The indefinite strike of carriers, which has forced extensive police deployment, is taking its toll on the supply chain, threatening to become even more entrenched. For now, it has already caused chaos in supermarkets, with slaughterhouses without animals or fresh products that do not reach their destination, while the Government speaks of “boycott, violence and coercion.” The shortage of raw materials is a reality in various industries, which have been forced to stop working.
Now, taxi drivers and drivers of rental vehicles, ambulances and non-regular transport buses have also joined the protests. As well as fishermen’s brotherhoods throughout Spain, who have decreed three days without going out to sea to demand from the Government measures such as those of France to lower fuel prices.
No taxis or ambulances. The group of passenger transport by road (taxis, ambulances, buses) thus joins the protests that are leading other sectors related to the rise in energy prices and raw materials, including a part of the freight carriers, who carry more a week on indefinite unemployment. The National Taxi Association (Antaxi), Julio Sanz, considers that road passenger transport will have “serious problems to maintain itself” if the rise in energy prices continues.
Most of these unions criticize that in countries like Portugal they already have this aid and in others like France, it is approved and comes into force on April 1, so they appeal to the “political will of the Government to contribute to doing less bad this situation”.
up to the cranes. The last to join the strikes have been roadside towing companies. As of this week, 500 cranes and workshop vehicles will stop providing service due to rising costs “until the government gives them a solution.”
The fishermen stand and moor their boats. This ruinous week has led the fishing sector to moor the fleet in protest. To return to the sea, the fishermen demand that the Government put a solution on the table that urgently lowers the bill they are paying for fuel, which has tripled in just one year. “Either we have immediate, firm and forceful measures or the fishing sector is going to sink,” warned the National Federation of Fishermen’s Guilds.
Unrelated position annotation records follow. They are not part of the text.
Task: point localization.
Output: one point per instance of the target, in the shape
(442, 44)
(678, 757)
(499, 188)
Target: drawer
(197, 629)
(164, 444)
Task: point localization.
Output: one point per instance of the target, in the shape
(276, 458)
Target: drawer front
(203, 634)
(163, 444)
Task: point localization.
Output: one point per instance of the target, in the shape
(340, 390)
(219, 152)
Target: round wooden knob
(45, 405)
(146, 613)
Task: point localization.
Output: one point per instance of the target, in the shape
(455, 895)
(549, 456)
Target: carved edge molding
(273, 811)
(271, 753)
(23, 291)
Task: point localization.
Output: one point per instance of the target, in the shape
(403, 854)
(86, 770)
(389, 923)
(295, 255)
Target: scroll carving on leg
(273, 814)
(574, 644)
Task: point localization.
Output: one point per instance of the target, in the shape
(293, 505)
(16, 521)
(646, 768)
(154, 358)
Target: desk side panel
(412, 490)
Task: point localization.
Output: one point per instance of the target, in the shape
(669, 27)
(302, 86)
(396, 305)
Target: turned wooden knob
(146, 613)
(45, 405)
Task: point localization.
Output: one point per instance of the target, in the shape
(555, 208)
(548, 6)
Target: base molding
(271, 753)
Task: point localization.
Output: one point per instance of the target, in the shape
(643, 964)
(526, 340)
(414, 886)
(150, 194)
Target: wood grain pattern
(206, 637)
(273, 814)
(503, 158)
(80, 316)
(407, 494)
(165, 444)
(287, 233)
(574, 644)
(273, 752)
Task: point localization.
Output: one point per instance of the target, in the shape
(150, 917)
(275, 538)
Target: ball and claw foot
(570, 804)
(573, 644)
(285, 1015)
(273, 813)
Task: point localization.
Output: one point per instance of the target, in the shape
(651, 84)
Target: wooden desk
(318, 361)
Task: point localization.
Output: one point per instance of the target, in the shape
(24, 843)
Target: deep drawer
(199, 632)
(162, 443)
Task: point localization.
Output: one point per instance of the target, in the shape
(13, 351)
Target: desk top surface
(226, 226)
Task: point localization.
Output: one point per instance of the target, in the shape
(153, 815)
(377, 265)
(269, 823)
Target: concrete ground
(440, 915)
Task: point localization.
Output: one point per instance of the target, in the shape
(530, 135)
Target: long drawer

The rise in fuel prices faced by the almost 9,000 boats registered in Spain, half of them in Galicia, is today more serious than the one they suffered in 2008 and which kept the fleet moored for a whole month. Then the sector considered it unaffordable to pay 0.60 euros per liter of diesel and now it is double that. 70% of the boats that have remained in port these days throughout Spain. Fuel has not been the only cost that has risen a lot lately for fishermen. Oils, ropes or nets have also done it.
Construction succumbs to logistical collapse. The lack of supplies such as concrete, ceramics, steel or wood forces companies to hang up their pallets. In the construction works there is little stock material, supplies are reduced. In the works there is a lack of concrete, wood, stone, ceramics, steel, wiring or paint. “If transport stops, there is nothing,” lamented the Pontevedra Builders Association (ACP). It is the trucks or the concrete mixers that feed materials, as the work progresses, to projects of all kinds of dimensions.
This sector thus joins sectors such as extractive fishing, cold logistics, the fish processing industry, canning, automotive, natural stone, dairy or metallurgy, forced to reduce gears to idle due to lack of supplies. Taking into account the level of affectation diagnosed by different business organizations, the war-strike combo has already shaken more than 30% of the Gross Domestic Product (GDP) of Galicia, with activities such as the manufacturing industry and the primary sectors at the head . And what remains to the rest of Spain.